酷く動揺した女性が彼に近寄った時、8人の男の人達が政府と女性と月白色をした長髪の男の人の前に立ちました。

「こんなことはしたくなかったが……この娘を傷付けるのなら容赦なくお主ら政府を呪うぞ。」

青い髪に紅い瞳でその瞳の中の三日月も紅い男の人が袖で口許を隠しながら政府に告げます。彼が元は"なに"なのか知っている政府はぐっと押し黙りました。
更に彼は言葉を紡ぎます。

「なに、そっとしておいてくれればよいのだ。そうすれば俺達は何もしない。…今は"鬼"だろうが"神"の時と同じく約束は絶対だぞ。」

その言葉に取り敢えずは納得したらしい政府は帰っていきました。
女性はそれにさえ気付かない程までに動揺をして、彼をその様にした"政府"を憎いと感じました。
その時、月白色をした長髪の男の人が女性の手を弱い力で触れました。
震える声で名前を呼ぶ女性に彼は小さく微笑み、

「憎ん…では…駄目です…誰も…救われ…ませんよ…」

そう告げました。
その時、女性は初めて自分を心配する8人の"家族"の存在に気付きました。
"独り"ではない事を思い出しました。
8人の"家族"は虚ろな瞳を浮かべたいた女性が元に戻った事にとても安心しました。

女性は急いで月白色をした長髪の男の人に手当てを施しました。
自分にとって彼がどんなに大切な存在か気付いた女性は、彼が目覚めるまでずっと側にいました…1つの覚悟を決めて。

彼が目覚めた時は誰よりも喜びました。そして、その日から彼を避ける様にもなりました。

家族にこんな"感情"を抱いては駄目だと良くも悪くも純粋な女性は避ける様になったのです。避けて、避けて、この"感情"を捨てようとしたのです。

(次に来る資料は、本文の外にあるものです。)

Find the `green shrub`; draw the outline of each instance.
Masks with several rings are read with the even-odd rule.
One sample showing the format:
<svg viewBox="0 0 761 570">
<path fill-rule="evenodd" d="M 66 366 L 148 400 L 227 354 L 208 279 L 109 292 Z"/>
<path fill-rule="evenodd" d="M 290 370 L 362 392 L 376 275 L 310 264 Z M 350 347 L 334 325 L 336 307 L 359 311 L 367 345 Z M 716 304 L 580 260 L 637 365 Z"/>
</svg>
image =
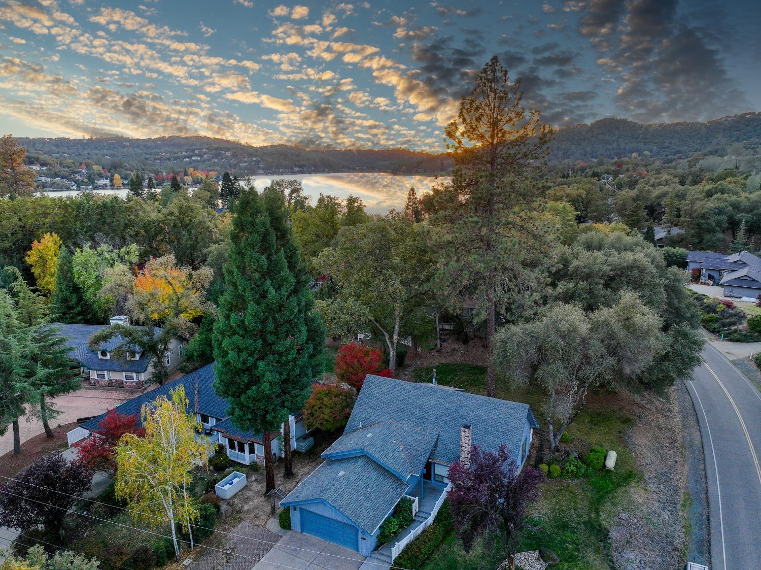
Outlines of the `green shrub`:
<svg viewBox="0 0 761 570">
<path fill-rule="evenodd" d="M 605 456 L 602 454 L 592 453 L 590 451 L 584 456 L 584 463 L 587 467 L 594 469 L 597 471 L 601 469 L 603 464 L 605 463 Z"/>
<path fill-rule="evenodd" d="M 399 568 L 419 568 L 452 531 L 452 513 L 444 501 L 433 524 L 423 530 L 393 561 Z"/>
<path fill-rule="evenodd" d="M 404 361 L 407 359 L 406 349 L 396 349 L 396 366 L 404 366 Z"/>
<path fill-rule="evenodd" d="M 285 507 L 282 511 L 280 511 L 280 514 L 278 515 L 278 520 L 280 521 L 280 528 L 283 530 L 291 530 L 291 508 Z"/>
<path fill-rule="evenodd" d="M 212 458 L 209 460 L 209 467 L 215 471 L 224 471 L 230 467 L 230 457 L 226 453 L 219 453 L 218 451 Z"/>
</svg>

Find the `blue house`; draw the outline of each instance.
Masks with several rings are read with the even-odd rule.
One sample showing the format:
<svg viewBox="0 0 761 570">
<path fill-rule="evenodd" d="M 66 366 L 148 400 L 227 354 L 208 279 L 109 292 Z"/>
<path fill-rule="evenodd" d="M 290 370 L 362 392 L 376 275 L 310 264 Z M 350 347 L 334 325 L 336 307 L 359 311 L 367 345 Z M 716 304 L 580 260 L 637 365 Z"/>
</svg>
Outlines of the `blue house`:
<svg viewBox="0 0 761 570">
<path fill-rule="evenodd" d="M 537 427 L 527 404 L 368 375 L 326 460 L 280 504 L 291 509 L 291 529 L 369 556 L 403 497 L 412 501 L 419 533 L 446 496 L 450 466 L 469 462 L 471 445 L 505 444 L 522 467 Z M 374 558 L 392 562 L 414 536 L 406 533 Z"/>
<path fill-rule="evenodd" d="M 741 288 L 728 290 L 727 288 L 727 282 L 724 281 L 725 276 L 748 268 L 761 271 L 761 259 L 747 251 L 728 255 L 709 251 L 690 251 L 687 253 L 687 272 L 692 272 L 693 269 L 699 269 L 700 281 L 713 285 L 724 285 L 724 295 L 728 297 L 755 297 L 759 294 L 759 291 L 756 291 L 755 295 L 752 294 L 753 291 L 750 291 L 750 295 L 747 295 L 745 293 L 749 291 L 743 291 Z M 730 277 L 727 281 L 745 276 L 738 274 L 736 277 Z M 753 284 L 729 285 L 730 288 L 735 286 L 756 288 L 753 287 Z"/>
<path fill-rule="evenodd" d="M 263 464 L 264 438 L 261 434 L 241 430 L 233 425 L 228 414 L 228 400 L 217 395 L 214 390 L 214 380 L 212 362 L 195 372 L 144 392 L 119 404 L 116 406 L 116 411 L 128 416 L 135 414 L 139 422 L 140 410 L 143 404 L 153 402 L 159 396 L 169 397 L 169 393 L 181 385 L 185 389 L 185 395 L 187 396 L 189 401 L 189 409 L 187 412 L 196 416 L 196 420 L 202 425 L 212 445 L 221 444 L 228 457 L 239 463 Z M 68 444 L 72 445 L 84 438 L 92 437 L 93 431 L 97 429 L 98 424 L 105 416 L 105 413 L 96 416 L 69 431 L 67 435 Z M 296 441 L 306 433 L 306 429 L 304 419 L 300 412 L 290 415 L 288 421 L 291 428 L 291 449 L 293 450 L 296 448 Z M 281 431 L 282 431 L 282 428 Z M 270 442 L 272 446 L 270 453 L 275 460 L 278 457 L 283 456 L 283 450 L 281 449 L 279 439 L 274 438 Z"/>
</svg>

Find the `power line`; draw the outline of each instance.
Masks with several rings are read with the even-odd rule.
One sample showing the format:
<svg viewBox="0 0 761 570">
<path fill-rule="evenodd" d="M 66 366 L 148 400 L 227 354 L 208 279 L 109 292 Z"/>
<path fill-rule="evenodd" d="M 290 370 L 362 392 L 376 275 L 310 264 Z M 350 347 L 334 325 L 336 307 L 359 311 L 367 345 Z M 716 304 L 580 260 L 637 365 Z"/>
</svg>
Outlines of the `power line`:
<svg viewBox="0 0 761 570">
<path fill-rule="evenodd" d="M 42 489 L 43 491 L 53 491 L 53 492 L 56 492 L 56 493 L 59 493 L 60 495 L 66 495 L 68 497 L 71 497 L 72 498 L 76 498 L 76 499 L 81 500 L 81 501 L 89 501 L 90 502 L 95 503 L 96 505 L 102 505 L 103 506 L 109 507 L 109 508 L 118 508 L 118 509 L 120 509 L 122 511 L 126 511 L 129 512 L 129 513 L 133 513 L 135 514 L 139 514 L 139 515 L 141 515 L 141 516 L 145 516 L 145 517 L 152 517 L 152 518 L 156 518 L 156 519 L 158 519 L 158 520 L 162 521 L 164 522 L 171 521 L 172 524 L 175 524 L 175 523 L 178 522 L 177 521 L 174 521 L 174 519 L 170 519 L 170 518 L 167 518 L 166 517 L 160 517 L 158 515 L 151 514 L 150 513 L 145 513 L 145 512 L 142 512 L 142 511 L 135 511 L 133 509 L 126 508 L 125 507 L 119 507 L 119 506 L 117 506 L 117 505 L 108 505 L 107 503 L 103 503 L 103 502 L 101 502 L 100 501 L 96 501 L 96 500 L 92 499 L 92 498 L 88 498 L 87 497 L 81 497 L 81 496 L 76 495 L 71 495 L 69 493 L 65 493 L 65 492 L 64 492 L 62 491 L 59 491 L 57 489 L 51 489 L 49 487 L 43 487 L 43 486 L 40 486 L 39 485 L 35 485 L 34 483 L 28 482 L 27 481 L 20 481 L 18 479 L 11 479 L 11 477 L 7 477 L 5 475 L 0 475 L 0 477 L 2 477 L 2 479 L 7 479 L 8 481 L 13 481 L 13 482 L 20 482 L 20 483 L 23 483 L 24 485 L 28 485 L 30 486 L 35 487 L 37 489 Z M 57 506 L 57 505 L 49 505 L 48 503 L 45 503 L 45 502 L 43 502 L 41 501 L 37 501 L 35 499 L 29 498 L 27 497 L 21 497 L 21 495 L 14 495 L 14 493 L 10 492 L 9 491 L 5 491 L 5 489 L 0 489 L 0 492 L 8 493 L 9 495 L 14 495 L 14 496 L 20 497 L 21 498 L 24 498 L 24 499 L 26 499 L 26 500 L 29 500 L 29 501 L 33 501 L 34 502 L 40 503 L 40 505 L 46 505 L 46 506 L 49 506 L 49 507 L 54 507 L 56 508 L 59 508 L 59 509 L 63 509 L 64 508 L 63 507 L 59 507 L 59 506 Z M 67 509 L 67 511 L 68 511 L 68 509 Z M 84 516 L 89 517 L 90 518 L 94 518 L 94 519 L 95 519 L 97 521 L 100 521 L 102 522 L 111 523 L 112 524 L 116 524 L 116 525 L 120 526 L 120 527 L 126 527 L 126 528 L 134 528 L 134 529 L 138 530 L 142 530 L 142 532 L 151 533 L 151 534 L 155 534 L 156 536 L 162 537 L 164 538 L 169 538 L 169 539 L 171 538 L 171 537 L 168 537 L 168 536 L 163 535 L 163 534 L 158 534 L 158 533 L 154 533 L 154 532 L 152 532 L 151 530 L 146 530 L 145 529 L 138 528 L 136 527 L 130 527 L 129 525 L 122 524 L 121 523 L 117 523 L 117 522 L 115 522 L 113 521 L 108 521 L 107 519 L 99 518 L 97 517 L 94 517 L 94 516 L 90 515 L 90 514 L 86 514 L 84 513 L 76 513 L 76 514 L 82 514 Z M 255 540 L 256 542 L 263 543 L 265 544 L 272 544 L 272 546 L 275 546 L 275 545 L 278 544 L 278 543 L 272 542 L 270 540 L 265 540 L 263 539 L 256 538 L 254 537 L 247 537 L 247 536 L 243 535 L 243 534 L 236 534 L 235 533 L 229 533 L 229 532 L 225 532 L 224 530 L 215 530 L 215 529 L 213 529 L 213 528 L 209 528 L 208 527 L 202 527 L 202 526 L 198 525 L 198 524 L 193 524 L 193 523 L 190 524 L 190 526 L 193 527 L 193 528 L 198 528 L 198 529 L 202 529 L 202 530 L 209 530 L 209 531 L 213 532 L 213 533 L 219 533 L 220 534 L 224 534 L 224 535 L 230 536 L 230 537 L 235 537 L 236 538 L 245 538 L 245 539 L 248 539 L 249 540 Z M 188 541 L 188 540 L 183 540 L 180 539 L 180 538 L 178 538 L 177 540 L 180 541 L 180 542 L 186 543 L 187 544 L 190 543 L 189 541 Z M 200 546 L 202 548 L 209 548 L 209 549 L 214 549 L 214 550 L 218 550 L 218 552 L 225 552 L 225 553 L 234 554 L 235 556 L 244 556 L 244 558 L 251 558 L 250 556 L 245 556 L 244 555 L 242 555 L 242 554 L 237 554 L 237 553 L 228 552 L 228 551 L 226 551 L 226 550 L 220 550 L 219 549 L 214 549 L 212 546 L 205 546 L 205 545 L 202 545 L 202 544 L 195 544 L 195 546 Z M 341 559 L 347 559 L 347 560 L 355 560 L 355 559 L 351 558 L 349 556 L 342 556 L 338 555 L 338 554 L 329 554 L 327 552 L 320 552 L 319 550 L 311 550 L 310 549 L 301 548 L 299 546 L 291 546 L 290 545 L 285 545 L 285 544 L 280 545 L 280 546 L 285 546 L 286 548 L 291 548 L 291 549 L 295 549 L 295 550 L 302 550 L 304 552 L 311 552 L 313 554 L 323 554 L 323 555 L 327 556 L 333 556 L 333 558 L 341 558 Z M 259 559 L 253 559 L 258 560 Z M 385 565 L 380 564 L 380 562 L 371 562 L 371 561 L 370 562 L 370 563 L 371 564 L 374 564 L 374 565 Z M 286 568 L 290 568 L 290 567 L 286 566 Z M 408 568 L 403 568 L 401 566 L 392 566 L 392 568 L 398 568 L 399 570 L 408 570 Z"/>
</svg>

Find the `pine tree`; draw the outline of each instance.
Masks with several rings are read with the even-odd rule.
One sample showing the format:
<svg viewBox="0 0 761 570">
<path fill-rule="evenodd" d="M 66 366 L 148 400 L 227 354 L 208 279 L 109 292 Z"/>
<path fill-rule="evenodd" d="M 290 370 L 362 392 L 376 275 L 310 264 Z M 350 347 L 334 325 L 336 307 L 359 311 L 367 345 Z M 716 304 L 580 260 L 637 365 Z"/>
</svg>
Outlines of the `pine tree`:
<svg viewBox="0 0 761 570">
<path fill-rule="evenodd" d="M 74 280 L 72 254 L 64 246 L 58 257 L 56 286 L 53 294 L 53 317 L 59 323 L 87 324 L 94 316 L 81 288 Z"/>
<path fill-rule="evenodd" d="M 309 338 L 308 301 L 297 287 L 303 278 L 288 267 L 289 256 L 291 264 L 298 261 L 295 248 L 279 246 L 256 190 L 244 190 L 235 211 L 224 264 L 226 291 L 214 326 L 215 389 L 228 399 L 240 429 L 263 435 L 269 492 L 275 488 L 273 432 L 309 397 L 316 347 L 314 336 Z M 275 217 L 274 225 L 279 224 Z"/>
<path fill-rule="evenodd" d="M 648 221 L 648 225 L 645 230 L 645 240 L 655 245 L 655 226 L 653 225 L 652 220 Z"/>
<path fill-rule="evenodd" d="M 219 199 L 222 202 L 223 208 L 227 208 L 230 205 L 230 199 L 234 192 L 233 179 L 230 177 L 230 173 L 225 171 L 222 174 L 222 183 L 219 189 Z"/>
<path fill-rule="evenodd" d="M 730 249 L 732 251 L 739 253 L 740 251 L 747 251 L 749 245 L 748 230 L 747 226 L 745 224 L 745 218 L 743 218 L 743 221 L 740 222 L 740 228 L 734 234 L 734 239 L 732 240 L 732 244 L 730 246 Z"/>
<path fill-rule="evenodd" d="M 129 192 L 138 198 L 145 197 L 145 193 L 142 187 L 142 177 L 140 176 L 140 173 L 136 170 L 129 179 Z"/>
</svg>

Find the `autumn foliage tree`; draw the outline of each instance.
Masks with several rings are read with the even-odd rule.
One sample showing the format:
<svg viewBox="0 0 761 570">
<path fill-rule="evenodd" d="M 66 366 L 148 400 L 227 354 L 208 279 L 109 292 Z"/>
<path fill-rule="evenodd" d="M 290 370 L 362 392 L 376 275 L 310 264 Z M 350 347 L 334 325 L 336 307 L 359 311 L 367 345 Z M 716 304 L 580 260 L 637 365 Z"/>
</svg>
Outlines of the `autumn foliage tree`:
<svg viewBox="0 0 761 570">
<path fill-rule="evenodd" d="M 55 234 L 46 234 L 40 241 L 32 242 L 32 249 L 27 253 L 26 260 L 37 279 L 37 287 L 45 295 L 51 295 L 56 290 L 56 272 L 62 243 Z"/>
<path fill-rule="evenodd" d="M 505 445 L 497 453 L 473 445 L 470 463 L 456 461 L 448 476 L 454 530 L 466 552 L 479 537 L 495 534 L 501 539 L 514 570 L 518 532 L 527 506 L 539 496 L 541 473 L 530 467 L 521 471 Z"/>
<path fill-rule="evenodd" d="M 304 419 L 311 429 L 335 431 L 349 422 L 354 407 L 354 393 L 337 384 L 315 384 L 304 406 Z"/>
<path fill-rule="evenodd" d="M 333 370 L 342 382 L 357 390 L 362 387 L 365 377 L 383 368 L 383 357 L 378 349 L 352 342 L 338 350 Z"/>
<path fill-rule="evenodd" d="M 142 438 L 145 430 L 138 425 L 137 414 L 123 414 L 110 409 L 92 430 L 92 436 L 77 445 L 77 457 L 91 471 L 116 472 L 116 444 L 125 434 Z"/>
</svg>

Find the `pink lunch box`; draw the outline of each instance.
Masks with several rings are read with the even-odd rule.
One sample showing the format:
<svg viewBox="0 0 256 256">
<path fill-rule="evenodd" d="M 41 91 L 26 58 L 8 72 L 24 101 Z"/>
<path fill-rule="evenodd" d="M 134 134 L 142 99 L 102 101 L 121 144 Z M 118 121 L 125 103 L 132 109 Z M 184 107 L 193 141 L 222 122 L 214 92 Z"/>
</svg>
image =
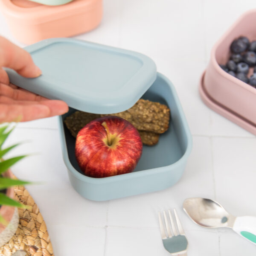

そんな女性の心情を誰よりも早くに知ったのは水色の髪に紅い瞳の男の人と眼鏡をかけた男の人でした。本当の"妹"の様に可愛がっていたからこそ気付いたのです。月白色をした長髪の男の人はただいきなり避ける様になった女性に困惑しました。自分を避けるのに、他の人とは笑顔で話す女性にモヤモヤとした感情を抱いたのです。でも、それが何なのかはさっぱり分かりませんでした。

そんな日々が暫く続いた時でした。
女性が誘拐されたのです。9本の刀剣全員が油断している時に"政府"に誘拐されたのです。
女性が連れられた先は………またもやブラック本丸と呼ばれる場所でした。そこで"見習い"になる様に言い渡されたのです。
その場所には女性の"家族"と似ている男の人も何人かいました。ほっとした女性でしたが直ぐに気付きました。そこにいる全員が女性の事を憎む様に睨み付けている事を。
それは未だ心から消えていない"院長"がよく自分に向けていた表情と同じで、女性は酷く怯えます。
そこの審神者は女性に刀剣達の"玩具"になれと言い、青い髪に青い瞳でその瞳の中の三日月が金の男の人を連れて部屋へと戻っていきました。
連れられた男の人は女性の"家族"と同じ様に瞳の中に三日月を宿していましたが、女性の"家族"とは比べ物にならない程の濁りを持っていました。
彼らは人間を恨み、妬み、悪霊へと化していたのです。彼らは女性に対して刃先を向け切りつけます。
女性は"家族"を、そしてその中で最も大切な人物を思い浮かべて一粒涙を流して刀剣達の憎しみをその身に受けました。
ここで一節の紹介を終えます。